Skip to content

Configuration Reference

Public runtime configuration is now centered on create_client(...) plus grouped config models.

Required Inputs

  • provider: str — provider identifier such as "sharadar" or "yfinance"
  • api_key: str | None — required for Sharadar, not accepted by the yfinance overload
  • rate_limit: int — required for Sharadar; the yfinance overload uses an internal default

Top-Level Client Parameters

  • schedule: SchedulerConfig = SchedulerConfig()
  • quality_check: Literal["warn", "error"] = "warn"
  • concurrency: int | None = None

Stage logs are always emitted at DEBUG level; the host application controls visibility and formatting via standard logging configuration.

quality_check="warn" records quality-rule violations in RunResult.quality_violations and continues. quality_check="error" raises DataQualityError on the first violating flush.
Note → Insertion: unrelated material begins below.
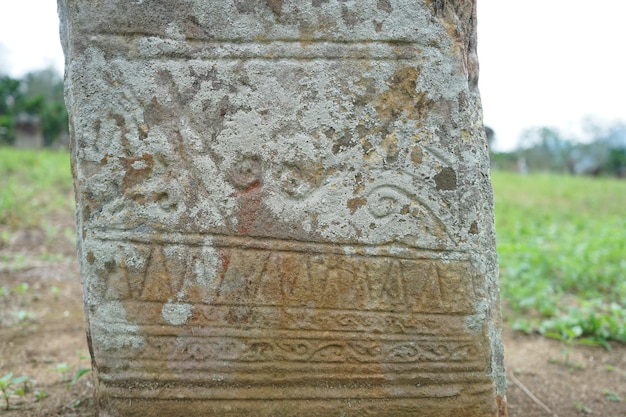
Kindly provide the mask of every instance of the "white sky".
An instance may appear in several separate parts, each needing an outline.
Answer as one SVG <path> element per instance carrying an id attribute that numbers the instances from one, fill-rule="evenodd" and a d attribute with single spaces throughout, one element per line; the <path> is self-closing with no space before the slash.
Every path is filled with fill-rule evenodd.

Provider-Specific Direct Clients

Some provider-specific configuration only exists on the concrete client, not on create_client(...).

YFinanceClient

  • pickle_compat_datasets: list[str] | None = None
  • None or [] disables pickle compatibility
  • a non-empty list enables pickle fallback only for the named datasets
  • available on YFinanceClient(...) and on create_client(provider="yfinance", ...)
  • create_client(provider="yfinance", ...) uses an internal default rate limit and does not accept api_key or rate_limit

Grouped Public Config

RetryConfig

  • max_attempts: int
  • base_backoff_s: float
  • max_backoff_s: float — must be >= base_backoff_s
  • backoff_mode: Literal["full_jitter", "equal"]
  • retry_status_codes: tuple[int, ...]

AdaptiveThrottleConfig

  • enabled: bool
  • window_s: int
  • error_rate_threshold: float — in [0, 1]
  • rpm_floor_ratio: float — in [0, 1]
  • recovery_factor: float — in [0, 1]
  • healthy_window_s: int

HTTPConfig

  • max_connections: int
  • max_keepalive_connections: int
  • timeout_s: float — HTTP request timeout in seconds

SchedulerConfig

  • quantum: int = 3
  • max_pending_per_symbol: int | None = None
  • backpressure_threshold: int | None = None

StorageConfig

  • flush_threshold_rows: int — DuckDB write buffer threshold before flush begins
  • checkpoint_retention_days: int = 7 — retention window for completed checkpoint state
  • run_history_retention_days: int = 90 — retention window for run-history records
  • dlq_tmp_retention_s: int — retention window for DLQ .tmp artefacts

DLQ spooling, periodic cleanup, writer chunking, writer worker count, and memory guard thresholds are internal defaults and are no longer public tuning knobs.

Example

from vertex_forager import (
    AdaptiveThrottleConfig,
    HTTPConfig,
    RetryConfig,
    SchedulerConfig,
    StorageConfig,
    create_client,
)

client = create_client(
    provider="sharadar",
    api_key="...",
    rate_limit=300,
    concurrency=4,
    schedule=SchedulerConfig(
        quantum=3,
        max_pending_per_symbol=50,
        backpressure_threshold=120,
    ),
    retry=RetryConfig(max_attempts=3),
    throttle=AdaptiveThrottleConfig(rpm_floor_ratio=1.0),
    limits=HTTPConfig(max_connections=200, max_keepalive_connections=100, timeout_s=30.0),
    storage=StorageConfig(
        flush_threshold_rows=500_000,
        checkpoint_retention_days=7,
        run_history_retention_days=90,
    ),
)